Although recent research on digital twins and virtual patients are mostly independent of each other potentially due to different study goals, it is important to note that they share similar challenges, and therefore one approach that tackles the challenges can be applicable to both fields59. Both virtual patients and digital twins are limited by the lack of sufficient patient data. Although summary statistics can provide guidance on generating physiologically plausible virtual patients, patient-specific data retain the information on correlations between variables (as demonstrated above), thus improving the model’s predictive power28,29. When time-course data (e.g., tumor size measurements over time) become available, virtual patients generated by pre-treatment data can be validated by subsequent measurements. Time-course data would also allow digital twin models to evolve with the patients and improve mechanistic understanding when comparing model prediction with clinical observation iteratively59,65. In addition, by treating a virtual patient population as digital twin candidates, digital twins can be derived for new patients by selecting the virtual patients whose model-predicted profiles match the time-course data (i.e., match virtual patients with their physical counterparts in the real world to become digital twins). In this way, model parameters of a digital twin no longer need to be directly derived from clinical measurements, and multiple digital twin candidates can be selected from a virtual patient population to quantify uncertainties in model predictions, such as in the analysis of non-Hodgkin lymphoma by Susilo et al. 66.

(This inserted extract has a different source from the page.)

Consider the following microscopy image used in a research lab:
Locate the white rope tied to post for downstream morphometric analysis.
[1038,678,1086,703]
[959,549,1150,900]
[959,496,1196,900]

When digital twin models are built on data collected from a specific patient group, they can be later repurposed to generate a virtual patient population that shares similar traits, which can be used to make population level predictions, such as the effectiveness of newly discovered drugs targeting the same patient group. Tivay et al. suggested using compressed latent parameterization to generate realistic virtual patients from parameter values fitted to real patient data (i.e., digital twins)67. After constructing a latent parameter space from virtual patients fitted to patient-specific data (i.e., digital twins), new virtual patients can be generated from the latent space. In fact, we have applied this approach to account for the inter-patient heterogeneity in pharmacokinetic (PK) parameters in our NSCLC study28, which resulted in PK profiles in the virtual patient population that were comparable to that in real patients. Given the sparse public data that are available from oncology trials, methodology research on generating new realistic virtual patients from digital twins can provide an alternative approach to challenge.

Discussion

Generating physiologically plausible virtual patients is critical for making accurate prediction of the effectiveness of novel treatments using mechanistic models. We have discussed the current challenges faced by modelers and our approaches to these challenges. We emphasize the importance of public databases like iAtlas that contain correlated variables on the patient level (e.g., data corresponding to each patient). Further, since new methods created to generate virtual patients and medical digital twins are usually demonstrated in cardiovascular diseases and fields other than immuno-oncology68, this field can benefit from future research on the applicability and robustness of methods that have been proven useful in other therapeutic areas. Moreover, we raise the possibility of generating digital twins from virtual patients and vice versa, facilitating collaboration between researchers in these two fields.